Viana buried his face in his hands, as I’d seen him do from above, from the balcony, but not from down here, by the pool. And I saw then that this gesture had nothing to do with suppressed laughter, but with a kind of panic that nevertheless failed to negate a certain serenity. Perhaps he had to make that gesture precisely in order to cling on to his serenity. I again glanced up at my balcony and at the other balconies, but all still lay in silence, dark and empty, as if beyond the balconies, beyond the windows and net curtains, inside the repeated and identical rooms, no one was sleeping, no Luisa, no Inès, no one. But I knew they were sleeping and that the world was sleeping, its weak wheel stopped. Viana and I were merely the product of its inertia for as long as we were speaking. He went on speaking, his face still covered:

‘That’s why time offers no solution,’ he said. ‘Rather than allow my adoration to die, I would rather kill her, you understand; and rather than allow her to leave me, rather than allow my adoration to continue, without its object, I would also rather kill her. That, from my point of view, is perfectly logical. That’s why I know what I will have to do one day, possibly far off in the future, I’ll delay it for as long as possible, but it’s only a matter of time. Just in case, though, you see, I video her every day.’
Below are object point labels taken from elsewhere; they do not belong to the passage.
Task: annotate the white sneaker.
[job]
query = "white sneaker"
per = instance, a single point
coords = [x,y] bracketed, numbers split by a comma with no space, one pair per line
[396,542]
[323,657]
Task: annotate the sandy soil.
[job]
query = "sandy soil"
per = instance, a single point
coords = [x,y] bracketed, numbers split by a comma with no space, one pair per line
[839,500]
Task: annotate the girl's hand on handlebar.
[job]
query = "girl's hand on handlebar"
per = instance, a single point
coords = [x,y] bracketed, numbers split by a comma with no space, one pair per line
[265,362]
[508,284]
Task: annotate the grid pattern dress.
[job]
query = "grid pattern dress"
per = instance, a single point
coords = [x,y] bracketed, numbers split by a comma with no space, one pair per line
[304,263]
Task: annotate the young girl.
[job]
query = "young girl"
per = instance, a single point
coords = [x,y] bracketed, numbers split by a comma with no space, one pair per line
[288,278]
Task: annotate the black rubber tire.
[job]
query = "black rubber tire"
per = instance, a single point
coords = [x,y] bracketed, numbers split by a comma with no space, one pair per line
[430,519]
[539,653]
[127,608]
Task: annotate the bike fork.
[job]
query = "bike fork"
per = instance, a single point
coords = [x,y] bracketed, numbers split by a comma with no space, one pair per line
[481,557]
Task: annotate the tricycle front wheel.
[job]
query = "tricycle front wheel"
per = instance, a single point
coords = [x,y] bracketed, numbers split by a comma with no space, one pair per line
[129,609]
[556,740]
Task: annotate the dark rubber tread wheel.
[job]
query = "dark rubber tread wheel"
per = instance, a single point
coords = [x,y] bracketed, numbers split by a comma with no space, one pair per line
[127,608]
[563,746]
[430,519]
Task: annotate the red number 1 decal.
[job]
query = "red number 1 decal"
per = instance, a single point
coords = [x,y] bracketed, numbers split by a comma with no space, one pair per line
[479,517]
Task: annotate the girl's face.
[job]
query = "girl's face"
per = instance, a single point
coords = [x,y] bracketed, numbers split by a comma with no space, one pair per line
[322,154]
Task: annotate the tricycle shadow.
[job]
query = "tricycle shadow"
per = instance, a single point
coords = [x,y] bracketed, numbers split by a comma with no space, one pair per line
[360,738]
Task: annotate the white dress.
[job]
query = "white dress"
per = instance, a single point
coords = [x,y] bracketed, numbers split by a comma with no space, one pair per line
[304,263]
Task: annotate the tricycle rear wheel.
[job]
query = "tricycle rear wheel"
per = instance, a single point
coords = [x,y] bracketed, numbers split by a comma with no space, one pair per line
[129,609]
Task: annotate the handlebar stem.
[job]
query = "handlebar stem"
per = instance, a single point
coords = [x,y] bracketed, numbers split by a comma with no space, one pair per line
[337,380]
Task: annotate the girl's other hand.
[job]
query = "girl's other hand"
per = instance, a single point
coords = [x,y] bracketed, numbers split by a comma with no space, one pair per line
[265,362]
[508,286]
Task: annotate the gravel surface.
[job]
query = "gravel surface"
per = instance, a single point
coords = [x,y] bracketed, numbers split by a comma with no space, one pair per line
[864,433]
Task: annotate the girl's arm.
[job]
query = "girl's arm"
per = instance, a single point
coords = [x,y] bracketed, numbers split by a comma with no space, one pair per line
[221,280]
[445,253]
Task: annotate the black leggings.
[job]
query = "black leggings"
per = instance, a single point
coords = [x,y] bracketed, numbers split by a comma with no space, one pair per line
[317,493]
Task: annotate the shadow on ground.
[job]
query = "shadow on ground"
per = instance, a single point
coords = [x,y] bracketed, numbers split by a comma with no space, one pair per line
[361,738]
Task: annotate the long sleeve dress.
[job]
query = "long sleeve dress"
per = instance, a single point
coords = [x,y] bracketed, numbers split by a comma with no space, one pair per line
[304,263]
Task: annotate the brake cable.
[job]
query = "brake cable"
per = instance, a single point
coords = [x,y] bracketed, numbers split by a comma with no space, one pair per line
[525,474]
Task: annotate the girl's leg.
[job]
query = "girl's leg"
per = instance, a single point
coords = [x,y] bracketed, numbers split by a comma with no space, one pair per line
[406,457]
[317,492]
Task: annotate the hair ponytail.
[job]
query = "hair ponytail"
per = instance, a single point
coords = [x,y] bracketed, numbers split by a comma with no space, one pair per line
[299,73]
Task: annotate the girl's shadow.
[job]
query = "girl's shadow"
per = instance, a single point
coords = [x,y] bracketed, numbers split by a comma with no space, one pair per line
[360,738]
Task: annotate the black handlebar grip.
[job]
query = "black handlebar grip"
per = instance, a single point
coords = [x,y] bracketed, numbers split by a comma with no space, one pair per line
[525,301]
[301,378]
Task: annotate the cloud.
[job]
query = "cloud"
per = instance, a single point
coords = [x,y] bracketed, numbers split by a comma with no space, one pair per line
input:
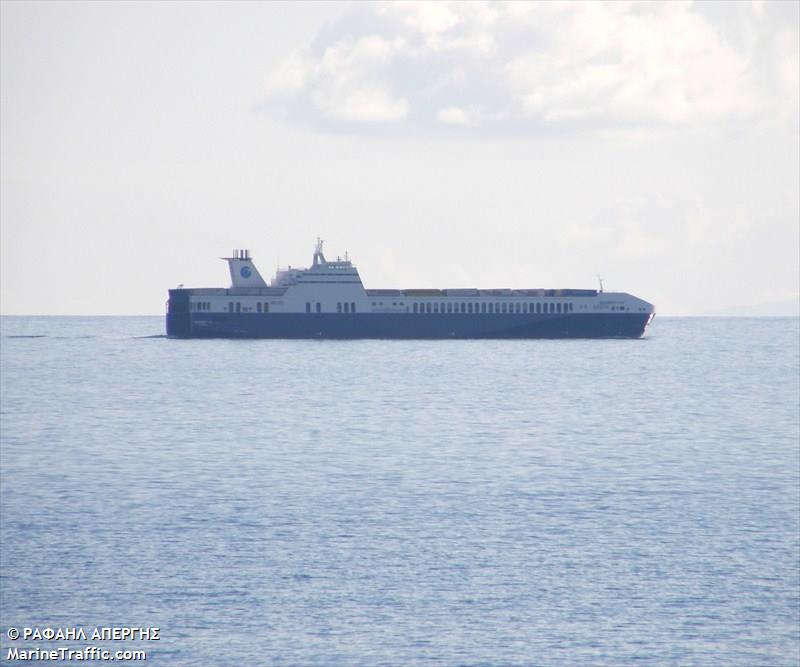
[511,67]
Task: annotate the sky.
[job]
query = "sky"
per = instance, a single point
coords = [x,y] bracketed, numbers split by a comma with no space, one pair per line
[440,144]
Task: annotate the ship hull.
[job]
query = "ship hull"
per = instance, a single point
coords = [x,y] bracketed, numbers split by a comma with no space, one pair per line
[405,326]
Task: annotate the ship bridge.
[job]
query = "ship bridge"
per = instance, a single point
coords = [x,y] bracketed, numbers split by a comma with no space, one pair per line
[322,272]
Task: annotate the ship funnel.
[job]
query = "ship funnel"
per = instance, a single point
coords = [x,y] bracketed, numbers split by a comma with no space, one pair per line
[243,271]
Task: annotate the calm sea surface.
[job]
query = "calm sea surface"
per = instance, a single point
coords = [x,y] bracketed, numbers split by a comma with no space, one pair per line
[405,503]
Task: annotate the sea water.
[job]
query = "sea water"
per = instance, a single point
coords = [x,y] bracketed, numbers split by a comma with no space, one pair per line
[584,502]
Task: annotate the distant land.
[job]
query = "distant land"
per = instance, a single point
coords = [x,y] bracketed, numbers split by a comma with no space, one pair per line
[785,308]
‘Haven’t you ever considered killing yourself?’ I blurted out. I had been listening to him not because I wanted to, but because I had the feeling there was nothing else I could do and that the best way of not taking part in the conversation was to say nothing, to behave as if I were the mere repository of his confidences, without offering any objections or advice, without refuting or agreeing or being shocked. But it seemed to me harder and harder to bring this conversation to a close, the path it had taken was interminable, or so it seemed. My eyes felt itchy. I wished Luisa’s sheets would slide off and wake her up, that she would notice my absence and, like me, go out onto the balcony. That she would see me down below, by the swimming pool, in the feeble glow cast by the moon on the water, and summon me upstairs, that she would say my name and rescue me from this conversation with Viana; all she had to do was call. What a drag, I thought, as I sat listening to him, I’ll have to read the newspapers closely from now on and each time there’s a headline about a woman who has died at the hands of a man I’ll have to read the whole article until I find their names, now I’ll always fear that Inès could be the dead woman and Viana the man who killed her. Although it might all be lies, here on this island, while the women are sleeping.

‘Kill myself? That wouldn’t be right,’ answered Viana, removing his hands from his face. He looked at me with an expression more of amusement than surprise, and the corners of his mouth almost lifted in a smile, or so it seemed to me in the darkness.

‘It would be much less right — if I’ve understood you correctly — for you to kill her just so that you can continue to adore her on tape once she’s dead.’

‘No, you don’t understand: it would be right for me to kill her for the reasons I’ve explained, no one willingly gives up his way of life if he has a fairly good idea of how he wants to live it, and I do, which is unusual. And, how can I put it, murder is a very male practice, just as execution is, but not suicide, which is as common among women as it is among men. Earlier, I mentioned that she had a glimmering of what lies beyond me, but the fact is that beyond me there is nothing. As far as she’s concerned, there is nothing; she may not realise that, but she should. And if I were to kill myself, then that wouldn’t be the case — and really beyond me there must be nothing, don’t you see?’